This is the mail archive of the
gcc-patches@gcc.gnu.org
mailing list for the GCC project.
Re: [PATCH] Optimize manual byte swap implementations v3
- From: Andreas Krebbel <krebbel at linux dot vnet dot ibm dot com>
- To: Richard Guenther <richard dot guenther at gmail dot com>
- Cc: Mark Mitchell <mark at codesourcery dot com>, Andrew Haley <aph at redhat dot com>, gcc-patches at gcc dot gnu dot org, rdsandiford at googlemail dot com
- Date: Mon, 27 Apr 2009 10:03:28 +0200
- Subject: Re: [PATCH] Optimize manual byte swap implementations v3
- References: <20090209145520.GA32536@bart> <49931E43.1050307@codesourcery.com> <499414EA.9010204@linux.vnet.ibm.com> <49945590.50606@codesourcery.com> <873aehgxn1.fsf@firetop.home> <49971B86.4000702@codesourcery.com> <499727DB.6020704@redhat.com> <49986FE4.8020604@codesourcery.com> <84fc9c000904241354n50c1b65s6369e4272a76bb98@mail.gmail.com>
Hi Richard,
as proposed by Mark I did some experiments with the ARM target. I think
the byte swap optimizer is especially benefical for targets where a
"bswap" instruction has been added with some later CPU level. For these
targets it is especially ugly to enhance code with inline assemblies
since it would require CPU level checks. For ARM the instruction has
been added with ARMv6. Currently neither the Linux kernel nor newlib use
the "rev" instruction to implement byte swaps.

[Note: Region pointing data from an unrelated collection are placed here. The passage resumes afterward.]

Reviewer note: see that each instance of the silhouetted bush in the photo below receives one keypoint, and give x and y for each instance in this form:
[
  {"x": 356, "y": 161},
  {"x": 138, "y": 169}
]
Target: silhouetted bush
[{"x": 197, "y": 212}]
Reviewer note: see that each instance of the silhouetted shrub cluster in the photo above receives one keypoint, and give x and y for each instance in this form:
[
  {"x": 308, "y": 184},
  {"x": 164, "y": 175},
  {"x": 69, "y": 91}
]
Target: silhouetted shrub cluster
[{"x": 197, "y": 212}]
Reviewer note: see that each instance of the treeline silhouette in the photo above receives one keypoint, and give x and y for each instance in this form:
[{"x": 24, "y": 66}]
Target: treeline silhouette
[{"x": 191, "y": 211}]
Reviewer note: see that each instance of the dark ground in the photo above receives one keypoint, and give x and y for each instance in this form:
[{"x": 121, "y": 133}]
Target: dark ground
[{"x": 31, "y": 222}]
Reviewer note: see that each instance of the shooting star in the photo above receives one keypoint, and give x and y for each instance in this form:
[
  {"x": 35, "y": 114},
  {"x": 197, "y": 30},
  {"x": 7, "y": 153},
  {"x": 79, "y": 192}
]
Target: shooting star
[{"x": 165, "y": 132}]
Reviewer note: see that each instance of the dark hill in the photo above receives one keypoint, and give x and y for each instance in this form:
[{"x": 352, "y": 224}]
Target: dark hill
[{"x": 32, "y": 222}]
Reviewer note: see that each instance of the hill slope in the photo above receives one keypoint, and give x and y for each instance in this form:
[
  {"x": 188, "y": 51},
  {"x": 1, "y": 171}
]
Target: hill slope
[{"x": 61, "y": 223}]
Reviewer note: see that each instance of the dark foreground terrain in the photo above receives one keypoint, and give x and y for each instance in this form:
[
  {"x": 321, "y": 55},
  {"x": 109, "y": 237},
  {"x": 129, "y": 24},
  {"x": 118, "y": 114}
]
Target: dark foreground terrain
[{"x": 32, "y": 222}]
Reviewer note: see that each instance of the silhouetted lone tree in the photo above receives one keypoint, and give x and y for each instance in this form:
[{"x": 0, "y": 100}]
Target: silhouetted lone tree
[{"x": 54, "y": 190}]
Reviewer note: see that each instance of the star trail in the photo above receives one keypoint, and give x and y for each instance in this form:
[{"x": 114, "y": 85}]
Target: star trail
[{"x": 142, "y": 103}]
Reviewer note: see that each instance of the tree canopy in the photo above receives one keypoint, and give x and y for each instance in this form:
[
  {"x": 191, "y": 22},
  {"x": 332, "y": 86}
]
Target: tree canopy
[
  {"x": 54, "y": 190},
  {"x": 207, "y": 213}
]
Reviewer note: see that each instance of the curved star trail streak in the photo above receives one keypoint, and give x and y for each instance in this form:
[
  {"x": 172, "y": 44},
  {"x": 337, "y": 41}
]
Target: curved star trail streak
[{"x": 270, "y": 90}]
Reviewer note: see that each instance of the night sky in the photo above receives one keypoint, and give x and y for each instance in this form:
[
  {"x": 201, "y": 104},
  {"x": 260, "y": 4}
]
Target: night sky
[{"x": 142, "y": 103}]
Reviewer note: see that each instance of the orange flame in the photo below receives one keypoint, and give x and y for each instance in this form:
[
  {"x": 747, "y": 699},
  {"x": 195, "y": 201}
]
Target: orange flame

In order to enable the ARM byte swap instruction at all I did a small
patch adding the "rev" instruction to the arm back-end and a kernel
patch removing the bswap special handling in the linux kernel.
With the byte swap optimizer pass enabled the vmlinux.o object file
contained 178 "rev" instructions shrinking the .text section by several
kB (I don't have the exact number on this machine). To me a bit
surprising was the shrinkage of the debug information. The .debug*
sections together became about 40kB smaller.
What is lacking is to have a look at the performance overhead. I would
consider the kernel as some kind of worst case scenario and I will try
to do some benchmarking on my x86_64 machine with it.
Bye,
-Andreas-